2023 is the 60th anniversary of Richard and Robert Sherman's song, “It's a Small World (After All).” The world didn't seem so small when America entered the 1960s, but the Sherman Brothers wrote that little song soon after the Cuban Missile Crisis had driven home to people around the globe just how small nuclear weapons had made the world.

Today, the smallness of the world can be seen everywhere we turn. You can open an app and with a few clicks, buy products from virtually anywhere in the world, then have them delivered to your doorstep in two days or less. It's the same for consumers in other countries who buy our products. For many of us, what's happening in Europe or Asia can have a big impact on our jobs and our well-being.

So what should we expect from the global economy next year? First, we know it'll be different. The effects of Covid were still coursing through the global system in 2023. Inflation was high, and central banks around the world were raising interest rates in an attempt to tame it. Higher interest rates were slow in most major economies, although the U.S. was an exception.

China started the year strong after its draconian lockdowns were lifted, but then sputtered and lost momentum as its real estate markets tanked and consumer spending followed suit.
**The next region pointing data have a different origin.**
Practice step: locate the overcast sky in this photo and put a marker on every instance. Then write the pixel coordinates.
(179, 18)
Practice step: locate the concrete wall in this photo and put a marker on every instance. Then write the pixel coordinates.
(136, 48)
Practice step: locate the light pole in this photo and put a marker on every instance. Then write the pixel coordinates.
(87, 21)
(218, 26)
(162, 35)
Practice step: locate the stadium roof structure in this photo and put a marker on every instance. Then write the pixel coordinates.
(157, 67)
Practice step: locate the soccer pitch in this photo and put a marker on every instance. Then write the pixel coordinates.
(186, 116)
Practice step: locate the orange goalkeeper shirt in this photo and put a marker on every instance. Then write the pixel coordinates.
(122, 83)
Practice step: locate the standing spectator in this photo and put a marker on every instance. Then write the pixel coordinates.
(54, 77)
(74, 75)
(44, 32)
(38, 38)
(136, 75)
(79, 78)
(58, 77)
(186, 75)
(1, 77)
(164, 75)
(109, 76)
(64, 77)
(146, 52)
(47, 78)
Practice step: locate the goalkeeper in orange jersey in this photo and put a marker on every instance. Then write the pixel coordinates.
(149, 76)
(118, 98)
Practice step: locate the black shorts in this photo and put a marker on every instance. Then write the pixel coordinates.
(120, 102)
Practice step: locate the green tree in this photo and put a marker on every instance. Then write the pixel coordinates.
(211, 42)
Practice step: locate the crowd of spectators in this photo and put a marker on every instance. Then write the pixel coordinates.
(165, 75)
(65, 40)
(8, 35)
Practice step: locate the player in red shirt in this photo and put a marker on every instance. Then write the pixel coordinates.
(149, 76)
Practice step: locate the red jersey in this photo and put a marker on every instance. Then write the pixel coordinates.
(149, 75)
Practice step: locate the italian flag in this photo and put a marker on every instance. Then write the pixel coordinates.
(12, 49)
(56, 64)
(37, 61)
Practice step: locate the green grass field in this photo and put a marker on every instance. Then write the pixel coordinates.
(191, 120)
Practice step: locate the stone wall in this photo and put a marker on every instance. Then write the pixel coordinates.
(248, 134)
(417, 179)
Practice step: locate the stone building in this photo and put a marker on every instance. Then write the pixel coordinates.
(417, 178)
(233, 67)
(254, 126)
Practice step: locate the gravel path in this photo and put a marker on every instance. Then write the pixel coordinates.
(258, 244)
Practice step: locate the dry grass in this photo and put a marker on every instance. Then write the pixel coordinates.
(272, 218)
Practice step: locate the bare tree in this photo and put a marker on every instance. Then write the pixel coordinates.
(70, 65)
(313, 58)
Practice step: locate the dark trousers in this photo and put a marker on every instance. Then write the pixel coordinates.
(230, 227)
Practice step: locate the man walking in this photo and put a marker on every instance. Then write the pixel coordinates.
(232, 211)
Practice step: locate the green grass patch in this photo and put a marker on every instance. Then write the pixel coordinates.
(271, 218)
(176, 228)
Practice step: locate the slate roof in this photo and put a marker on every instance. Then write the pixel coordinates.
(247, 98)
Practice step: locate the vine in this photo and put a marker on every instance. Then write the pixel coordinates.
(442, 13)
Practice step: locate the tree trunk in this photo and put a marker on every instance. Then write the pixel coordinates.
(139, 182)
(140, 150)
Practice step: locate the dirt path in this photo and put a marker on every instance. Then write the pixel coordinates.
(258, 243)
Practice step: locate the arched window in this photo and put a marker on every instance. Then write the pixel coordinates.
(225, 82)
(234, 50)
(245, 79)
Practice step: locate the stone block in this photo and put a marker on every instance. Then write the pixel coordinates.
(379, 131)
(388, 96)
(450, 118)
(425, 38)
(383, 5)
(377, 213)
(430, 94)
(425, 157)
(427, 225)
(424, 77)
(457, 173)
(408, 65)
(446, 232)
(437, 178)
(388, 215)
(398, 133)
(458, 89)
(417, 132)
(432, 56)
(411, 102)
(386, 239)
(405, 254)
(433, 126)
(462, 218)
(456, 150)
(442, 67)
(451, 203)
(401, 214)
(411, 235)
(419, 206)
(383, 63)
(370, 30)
Thanks to a strong job market and robust consumer spending, the U.S. was an outlier this year. Gross domestic product grew five times faster than forecast at the beginning of the year. Third quarter GDP grew at a whopping 8.5%, more than four times the average annual rate of the last 20 years. U.S. consumer spending lifted other countries that might have slipped into recession without our demand for their products. But that dynamic is unlikely to recur next year. Our economy is expected to slow. While that's not good news, there are also signs that inflation and interest rates are falling and are likely to keep falling next year.

Conditions in China, the other big driver of the global system, are expected to continue to deteriorate. Its real estate sector will keep eroding, sapping consumer confidence and undermining job growth. Youth unemployment sits at 21%, a number that is suspect, like many others, statistics reported by the Chinese government. If that number keeps getting worse, they'll probably stop reporting it. Oh, wait, they already have. Over the 20 years preceding the Covid pandemic, China posted annual growth rates averaging almost 10%. Next year, it'll be less than half that, which could cause trouble for Chinese President XI. As for Europe, the big four, Germany, France, Great Britain and Italy will all see growth of less than 1%, a margin that could easily slip into negative territory and a recession.

So what does this mean for your portfolio? Gold is often thought of as an inflation hedge, but since markets became convinced that inflation was falling two months ago, gold has rallied by $210 per ounce, an increase of almost 12% in only 60 days. Do you have another asset that has posted results like that? I believe we can expect more of this in 2024. Falling inflation, falling interest rates, softening economies here and abroad, all providing support for this remarkable rally in gold.